In a poor suburb in our city there is a little park. It stands out because everywhere else developers have been allowed to pack houses, so increasing their profits.
Until recently the park was a mess – full of broken glass, plastic waste, syringes, broken seats, tyre ruts where cars have practised donuts and graffiti on the surrounding fences. It was avoided by the local people who felt helpless in the face of the mess made by so many alienated young people with nowhere to meet.
Some of the local families got together and decided to do something about the park. They organised a cleaning bee to remove the graffiti and clean the rubbish. They pressed the council to renew the fencing and the seats, install a BBQ and to tend the grass and trees. Then they asked why the park had been so trashed. They recognised that so many young people in the area were disadvantaged in so many ways – in dysfunctional families, poor physical and mental health, lack of education and employment, and had so little public resources compared to those in much more affluent suburbs. They realised that if they were to keep their park a pleasant place where people could meet peacefully they faced a bigger challenge. They had to find ways in which young people could connect with society.
The story of the park is a parable for World Environment Day. The discovery made by the local families echoes Pope Francis’ message in his Exhortation Laudato Si’! He insisted that care for the environment and care for disadvantaged people stand and fall together. In a selfish society in which people simply look after themselves and their own interests, both people and the natural environment will suffer. And when people are neglected the environment suffers further.
That is why Pope Francis argues that neither the threat to the environment nor poverty can be addressed simply by higher economic growth and by better technology. It requires a conversion in which we first notice the natural beauty of our world and of our most disadvantaged brothers and sisters. Then, like the families who took responsibility for the park, we shall be outraged by the way in which our environment is ruined for our children and young people are allowed to wither.

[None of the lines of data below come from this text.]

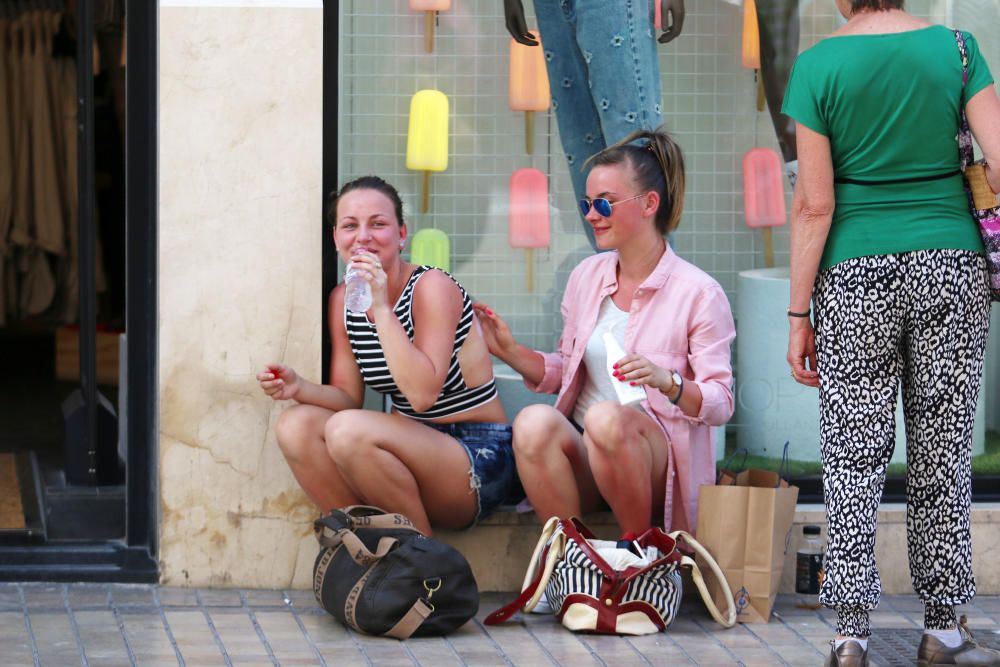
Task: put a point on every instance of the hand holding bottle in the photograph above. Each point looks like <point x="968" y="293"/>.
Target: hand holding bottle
<point x="365" y="282"/>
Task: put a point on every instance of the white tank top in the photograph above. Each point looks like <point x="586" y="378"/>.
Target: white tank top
<point x="597" y="387"/>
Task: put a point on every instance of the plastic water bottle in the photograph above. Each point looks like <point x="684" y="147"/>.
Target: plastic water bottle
<point x="809" y="568"/>
<point x="627" y="394"/>
<point x="359" y="293"/>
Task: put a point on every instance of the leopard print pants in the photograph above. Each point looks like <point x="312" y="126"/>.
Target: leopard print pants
<point x="919" y="319"/>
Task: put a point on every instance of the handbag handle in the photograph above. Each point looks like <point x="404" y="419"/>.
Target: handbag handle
<point x="540" y="567"/>
<point x="729" y="620"/>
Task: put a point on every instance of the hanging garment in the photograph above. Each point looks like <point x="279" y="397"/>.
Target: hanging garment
<point x="6" y="145"/>
<point x="48" y="230"/>
<point x="20" y="230"/>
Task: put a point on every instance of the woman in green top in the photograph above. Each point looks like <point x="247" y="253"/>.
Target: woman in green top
<point x="883" y="243"/>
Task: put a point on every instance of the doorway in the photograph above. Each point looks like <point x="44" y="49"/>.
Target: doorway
<point x="77" y="491"/>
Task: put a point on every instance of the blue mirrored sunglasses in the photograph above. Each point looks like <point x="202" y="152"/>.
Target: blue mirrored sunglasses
<point x="601" y="205"/>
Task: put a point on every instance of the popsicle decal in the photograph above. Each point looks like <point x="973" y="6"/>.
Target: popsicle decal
<point x="427" y="138"/>
<point x="763" y="195"/>
<point x="528" y="89"/>
<point x="430" y="9"/>
<point x="528" y="223"/>
<point x="431" y="247"/>
<point x="750" y="53"/>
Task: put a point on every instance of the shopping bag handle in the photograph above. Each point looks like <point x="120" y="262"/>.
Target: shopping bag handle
<point x="729" y="620"/>
<point x="724" y="467"/>
<point x="783" y="468"/>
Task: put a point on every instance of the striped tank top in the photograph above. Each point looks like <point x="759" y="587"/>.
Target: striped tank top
<point x="455" y="396"/>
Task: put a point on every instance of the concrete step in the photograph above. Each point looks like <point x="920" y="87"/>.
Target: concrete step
<point x="500" y="546"/>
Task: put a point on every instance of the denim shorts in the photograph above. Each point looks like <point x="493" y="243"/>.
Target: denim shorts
<point x="492" y="472"/>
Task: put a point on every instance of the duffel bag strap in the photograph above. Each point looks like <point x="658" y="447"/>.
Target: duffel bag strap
<point x="361" y="554"/>
<point x="329" y="529"/>
<point x="411" y="620"/>
<point x="729" y="620"/>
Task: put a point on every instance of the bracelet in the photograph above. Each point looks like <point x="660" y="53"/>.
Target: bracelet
<point x="680" y="390"/>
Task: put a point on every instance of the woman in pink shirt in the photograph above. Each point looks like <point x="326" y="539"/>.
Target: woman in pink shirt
<point x="676" y="327"/>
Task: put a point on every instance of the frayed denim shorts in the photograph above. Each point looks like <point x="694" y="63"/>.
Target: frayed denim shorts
<point x="492" y="472"/>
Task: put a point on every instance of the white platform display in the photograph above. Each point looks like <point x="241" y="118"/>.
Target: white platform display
<point x="771" y="407"/>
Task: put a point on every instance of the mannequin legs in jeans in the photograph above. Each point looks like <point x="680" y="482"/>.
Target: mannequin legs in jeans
<point x="603" y="73"/>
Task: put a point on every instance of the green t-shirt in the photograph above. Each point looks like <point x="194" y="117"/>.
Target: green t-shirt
<point x="889" y="105"/>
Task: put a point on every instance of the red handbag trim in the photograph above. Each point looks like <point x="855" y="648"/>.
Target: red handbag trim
<point x="607" y="616"/>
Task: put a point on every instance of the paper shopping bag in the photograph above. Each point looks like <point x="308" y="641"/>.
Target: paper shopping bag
<point x="745" y="521"/>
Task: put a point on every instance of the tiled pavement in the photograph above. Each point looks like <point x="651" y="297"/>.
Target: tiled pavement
<point x="106" y="625"/>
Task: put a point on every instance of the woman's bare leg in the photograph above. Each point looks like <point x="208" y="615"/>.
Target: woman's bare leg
<point x="628" y="456"/>
<point x="552" y="464"/>
<point x="403" y="466"/>
<point x="301" y="439"/>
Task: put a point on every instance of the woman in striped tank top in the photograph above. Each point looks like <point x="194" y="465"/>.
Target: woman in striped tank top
<point x="443" y="454"/>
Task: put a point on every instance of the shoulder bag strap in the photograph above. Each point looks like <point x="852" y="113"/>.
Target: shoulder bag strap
<point x="729" y="620"/>
<point x="965" y="150"/>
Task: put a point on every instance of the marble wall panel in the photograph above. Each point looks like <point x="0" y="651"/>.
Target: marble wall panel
<point x="240" y="228"/>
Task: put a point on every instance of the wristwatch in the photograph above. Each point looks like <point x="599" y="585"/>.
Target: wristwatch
<point x="678" y="381"/>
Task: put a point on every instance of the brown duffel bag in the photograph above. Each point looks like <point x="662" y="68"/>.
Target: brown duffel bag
<point x="378" y="574"/>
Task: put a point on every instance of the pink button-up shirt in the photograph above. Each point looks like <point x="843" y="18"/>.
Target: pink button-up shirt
<point x="679" y="319"/>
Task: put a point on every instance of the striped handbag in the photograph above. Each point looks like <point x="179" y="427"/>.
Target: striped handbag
<point x="596" y="586"/>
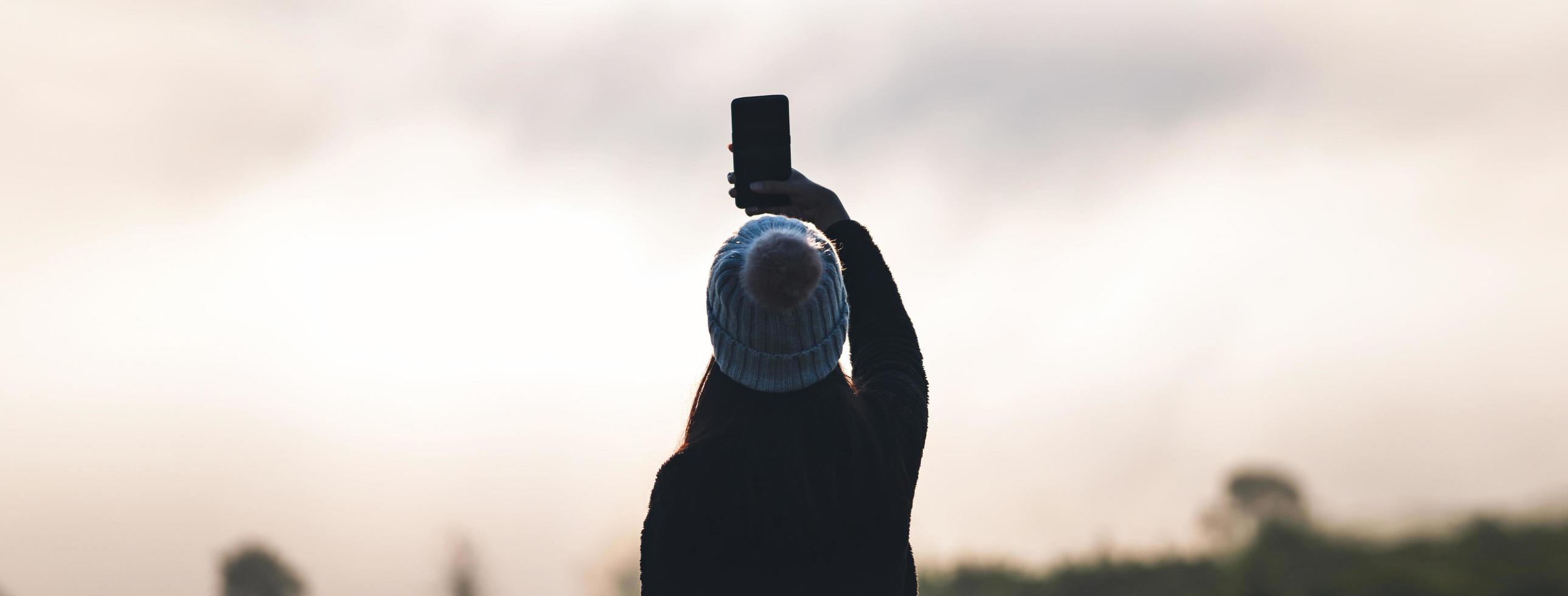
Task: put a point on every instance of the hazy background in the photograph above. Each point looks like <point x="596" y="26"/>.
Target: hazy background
<point x="358" y="277"/>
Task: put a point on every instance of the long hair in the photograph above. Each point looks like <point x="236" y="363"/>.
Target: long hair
<point x="800" y="477"/>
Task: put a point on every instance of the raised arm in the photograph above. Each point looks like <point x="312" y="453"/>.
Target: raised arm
<point x="885" y="352"/>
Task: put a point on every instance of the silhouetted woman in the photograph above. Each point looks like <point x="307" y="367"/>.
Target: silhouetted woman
<point x="792" y="479"/>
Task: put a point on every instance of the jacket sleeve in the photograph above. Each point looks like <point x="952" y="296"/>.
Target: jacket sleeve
<point x="657" y="570"/>
<point x="885" y="355"/>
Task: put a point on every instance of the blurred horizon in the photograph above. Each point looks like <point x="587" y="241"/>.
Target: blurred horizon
<point x="348" y="277"/>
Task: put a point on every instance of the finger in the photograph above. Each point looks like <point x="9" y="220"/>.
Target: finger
<point x="775" y="187"/>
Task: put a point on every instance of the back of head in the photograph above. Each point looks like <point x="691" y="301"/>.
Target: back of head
<point x="776" y="310"/>
<point x="794" y="470"/>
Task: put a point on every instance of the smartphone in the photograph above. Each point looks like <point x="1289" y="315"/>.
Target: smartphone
<point x="759" y="132"/>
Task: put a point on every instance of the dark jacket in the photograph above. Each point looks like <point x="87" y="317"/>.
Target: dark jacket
<point x="717" y="526"/>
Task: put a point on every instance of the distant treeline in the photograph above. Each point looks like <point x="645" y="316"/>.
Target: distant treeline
<point x="1487" y="557"/>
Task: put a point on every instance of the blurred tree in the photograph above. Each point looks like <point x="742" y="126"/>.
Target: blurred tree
<point x="1253" y="497"/>
<point x="256" y="572"/>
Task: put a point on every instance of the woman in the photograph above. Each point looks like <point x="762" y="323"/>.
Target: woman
<point x="792" y="477"/>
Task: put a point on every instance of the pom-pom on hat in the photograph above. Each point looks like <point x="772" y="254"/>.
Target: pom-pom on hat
<point x="776" y="310"/>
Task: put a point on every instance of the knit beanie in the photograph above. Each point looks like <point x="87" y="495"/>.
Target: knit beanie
<point x="776" y="310"/>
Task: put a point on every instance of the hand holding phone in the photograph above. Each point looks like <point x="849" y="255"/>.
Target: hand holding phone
<point x="808" y="201"/>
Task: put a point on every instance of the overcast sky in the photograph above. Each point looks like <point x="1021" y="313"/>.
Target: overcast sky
<point x="355" y="278"/>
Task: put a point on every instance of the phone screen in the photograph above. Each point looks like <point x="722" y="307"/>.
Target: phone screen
<point x="759" y="132"/>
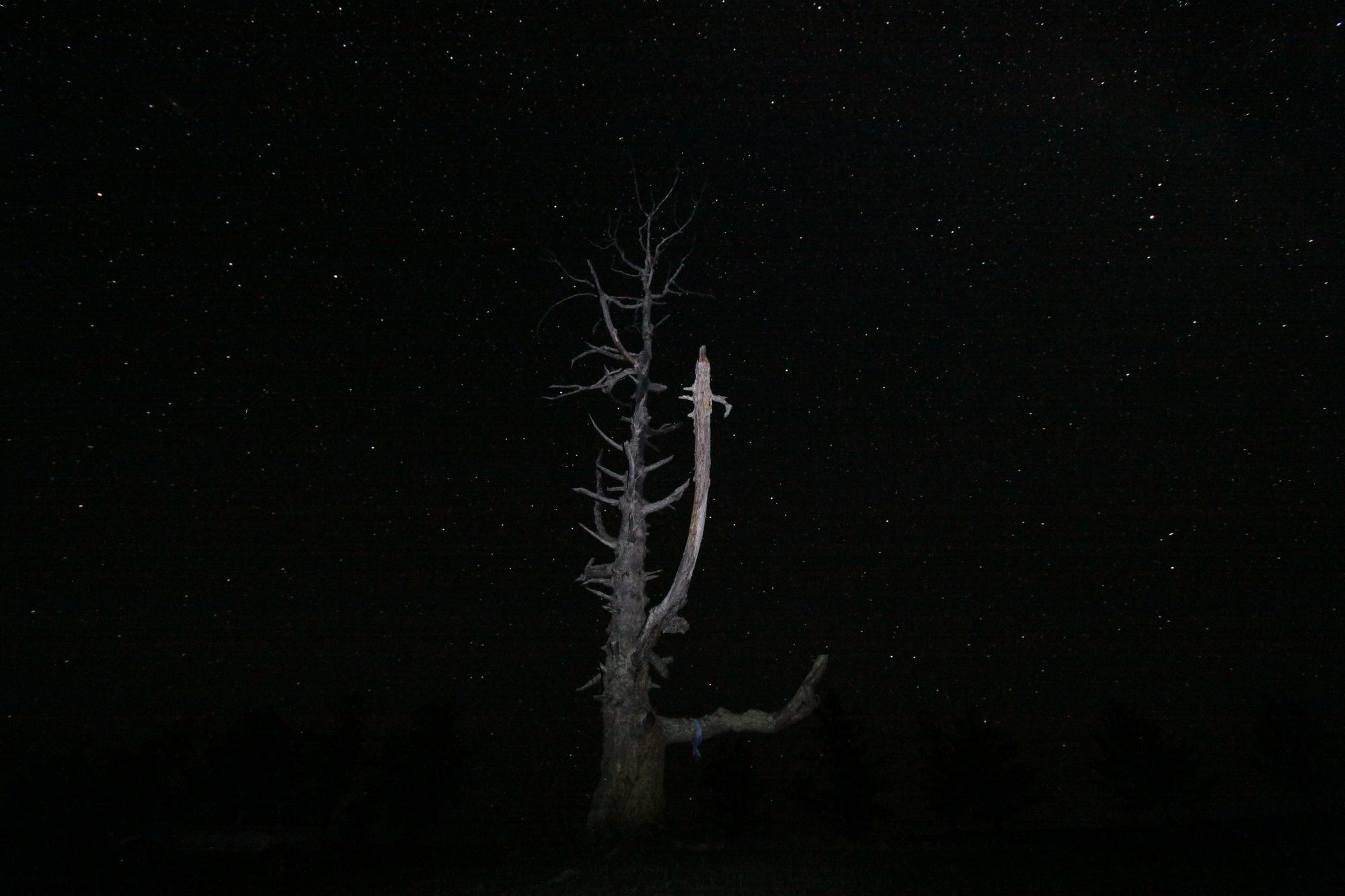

Then we may do the little things needed to clean up our personal environment, adapting our use of electricity and gas, our travel, our investments and so on. And we may support people who are disadvantaged in our community. That will lead us to press for change in an economic framework built on rewarding greed and punishing disadvantage, insisting that it must allow all people to share at the table of the world and respect its beauty.
That is the kind of conversion that Jesus calls for in the Gospels: to recognise God in the beauty of the world and in other people, to be overwhelmed by the love that made the Son of God join us in sharing our poverty amid the beauty of fields, mountains and lakes, and to follow Jesus in care for our world and our most harried brothers and sisters.